Richard Hyatt: Muscogee County Superintendent David Lewis fulfills his promise

Educators should be happy now. Their leader has a Ph.D.

From the moment David Lewis was hired as superintendent of schools in Muscogee County, people in a profession that sometimes reveres the number of diplomas on a person's wall more than it does the knowledge in their head snickered that the new guy didn't have a terminal degree.

The day he was hired 17 months ago, Lewis said he was enrolled in a doctoral program at National Louis University in Florida, and since then he has made lonely weekend drives between Columbus and Tampa. This week was his final trip.

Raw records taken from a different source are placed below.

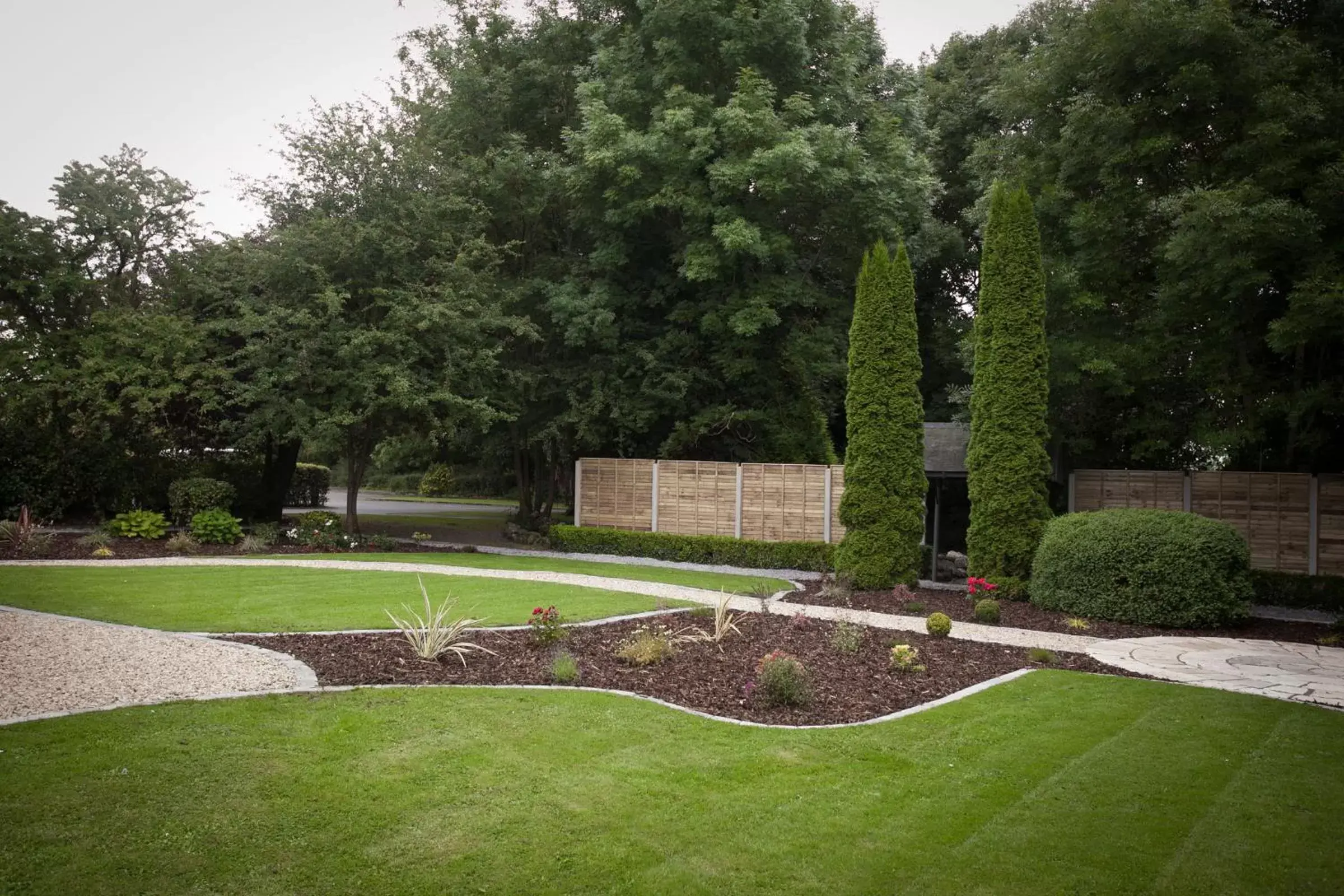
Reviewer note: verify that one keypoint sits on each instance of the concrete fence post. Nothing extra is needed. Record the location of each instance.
(578, 491)
(737, 511)
(654, 521)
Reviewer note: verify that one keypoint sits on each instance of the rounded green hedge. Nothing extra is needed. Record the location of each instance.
(1150, 567)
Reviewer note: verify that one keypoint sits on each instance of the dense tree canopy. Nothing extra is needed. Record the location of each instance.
(633, 228)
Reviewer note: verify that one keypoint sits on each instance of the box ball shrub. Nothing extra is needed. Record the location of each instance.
(437, 481)
(217, 527)
(1148, 567)
(189, 497)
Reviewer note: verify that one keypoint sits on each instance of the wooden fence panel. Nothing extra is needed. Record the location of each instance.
(617, 493)
(1107, 489)
(1329, 524)
(1271, 510)
(698, 497)
(784, 501)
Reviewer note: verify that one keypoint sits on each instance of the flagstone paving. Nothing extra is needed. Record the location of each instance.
(1300, 672)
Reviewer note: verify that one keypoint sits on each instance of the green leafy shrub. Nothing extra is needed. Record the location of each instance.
(437, 481)
(847, 637)
(905, 659)
(720, 550)
(216, 527)
(310, 486)
(783, 680)
(1150, 567)
(565, 668)
(139, 524)
(1007, 464)
(1296, 590)
(885, 486)
(182, 543)
(189, 497)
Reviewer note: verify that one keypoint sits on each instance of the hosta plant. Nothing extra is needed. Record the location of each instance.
(139, 524)
(437, 633)
(217, 527)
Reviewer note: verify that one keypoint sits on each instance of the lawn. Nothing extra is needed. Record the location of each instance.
(287, 598)
(691, 578)
(1054, 783)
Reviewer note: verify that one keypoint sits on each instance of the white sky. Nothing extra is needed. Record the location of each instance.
(202, 83)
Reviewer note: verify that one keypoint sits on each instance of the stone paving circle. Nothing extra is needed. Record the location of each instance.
(1301, 672)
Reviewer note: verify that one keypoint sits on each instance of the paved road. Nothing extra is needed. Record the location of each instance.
(388, 504)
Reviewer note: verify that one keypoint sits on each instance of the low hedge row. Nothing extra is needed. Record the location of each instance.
(1298, 590)
(720, 550)
(1151, 567)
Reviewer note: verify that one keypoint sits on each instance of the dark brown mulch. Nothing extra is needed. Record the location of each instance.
(844, 687)
(1020, 614)
(68, 547)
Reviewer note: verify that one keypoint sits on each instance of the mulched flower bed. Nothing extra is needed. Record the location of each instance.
(1020, 614)
(68, 547)
(844, 687)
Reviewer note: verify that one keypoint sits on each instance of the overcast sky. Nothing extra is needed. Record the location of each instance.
(202, 83)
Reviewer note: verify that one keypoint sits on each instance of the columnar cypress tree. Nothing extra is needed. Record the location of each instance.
(885, 484)
(1007, 464)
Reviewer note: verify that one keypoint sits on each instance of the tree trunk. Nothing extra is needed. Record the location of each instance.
(277, 472)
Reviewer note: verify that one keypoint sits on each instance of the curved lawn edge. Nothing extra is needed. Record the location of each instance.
(909, 711)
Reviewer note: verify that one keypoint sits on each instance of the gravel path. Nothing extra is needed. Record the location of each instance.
(54, 665)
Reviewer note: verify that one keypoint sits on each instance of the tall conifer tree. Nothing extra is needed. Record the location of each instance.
(885, 486)
(1007, 464)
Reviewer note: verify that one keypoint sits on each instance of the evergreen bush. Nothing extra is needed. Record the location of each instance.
(1150, 567)
(885, 484)
(1007, 464)
(189, 497)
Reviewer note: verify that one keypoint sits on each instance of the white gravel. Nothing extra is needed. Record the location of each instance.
(53, 665)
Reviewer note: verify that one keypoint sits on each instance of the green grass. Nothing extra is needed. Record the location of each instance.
(711, 581)
(287, 598)
(1053, 783)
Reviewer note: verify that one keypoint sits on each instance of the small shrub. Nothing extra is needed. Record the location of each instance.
(380, 542)
(435, 634)
(565, 668)
(781, 680)
(1150, 567)
(987, 612)
(939, 625)
(267, 533)
(216, 527)
(310, 486)
(189, 497)
(182, 543)
(546, 625)
(139, 524)
(905, 659)
(99, 539)
(252, 544)
(647, 647)
(720, 550)
(847, 637)
(437, 481)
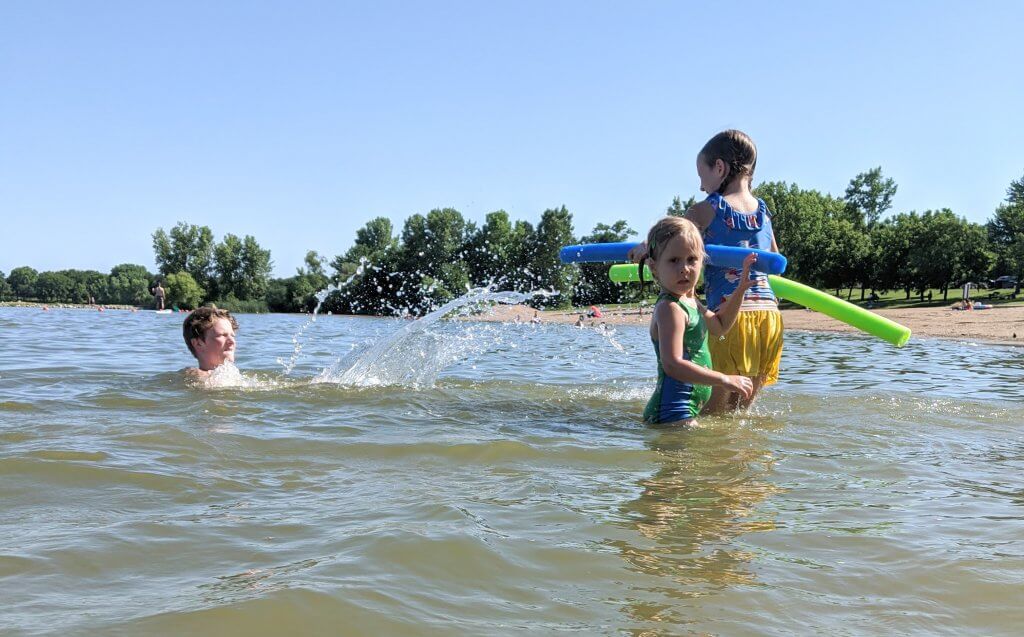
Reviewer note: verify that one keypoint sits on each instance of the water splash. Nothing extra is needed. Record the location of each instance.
(227, 375)
(420, 350)
(298, 341)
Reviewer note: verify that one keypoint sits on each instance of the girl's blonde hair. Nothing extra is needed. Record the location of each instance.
(663, 231)
(736, 151)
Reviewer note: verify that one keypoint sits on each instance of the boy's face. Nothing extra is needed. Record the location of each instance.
(216, 346)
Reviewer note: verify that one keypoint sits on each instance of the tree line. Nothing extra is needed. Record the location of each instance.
(833, 243)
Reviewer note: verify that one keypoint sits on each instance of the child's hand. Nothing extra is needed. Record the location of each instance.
(638, 253)
(739, 384)
(744, 280)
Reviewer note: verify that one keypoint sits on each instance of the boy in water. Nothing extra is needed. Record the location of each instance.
(209, 333)
(160, 293)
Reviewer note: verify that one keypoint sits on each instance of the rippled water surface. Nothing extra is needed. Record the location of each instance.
(504, 485)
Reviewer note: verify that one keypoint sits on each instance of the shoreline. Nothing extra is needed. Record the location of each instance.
(1003, 326)
(38, 305)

His thesis was completed and Thursday morning he faced a faculty panel that required him to defend his work. After lunch they congratulated Dr. Lewis.

You might want to pick up a copy. The title is "Applying Social Return on Investment Analysis in Polk County Public Schools" If the document lives up to its catchy title, it must be a good read.

In serious tones, this is a monument to his staying power as much as anything. He could have quit; when he moved, a 50-mile drive to class became a 400-mile journey down Interstate 75. More than anything, finishing that degree was the fulfillment of a promise he had made to his late parents.

It is the final hoop that Lewis has to jump through in a self-perpetuating world that insures the existence and prosperity of schools of education.

At his level, it does not mean a pay raise, but for lower-level educators, additional diplomas are gold. The more degrees an educator collects, the more money he or she gets on payday.

Lewis deserves applause for his persistence, but in reality his doctorate does not mean he will be a better school superintendent just as it does not guarantee that teachers or principals who earn such degrees are better performers in the schoolhouse.

But in this close-knit fraternity, it was awkward for the top administrator not to have an advanced degree when nine of his principals and a score of others in the chain of command have doctorates.

This tradition dates back as far as Dr. William Henry Shaw, who became superintendent in 1945. Since then, eight of the system's nine chief administrators have been doctors of education.

And once again, there is a doctor in the house.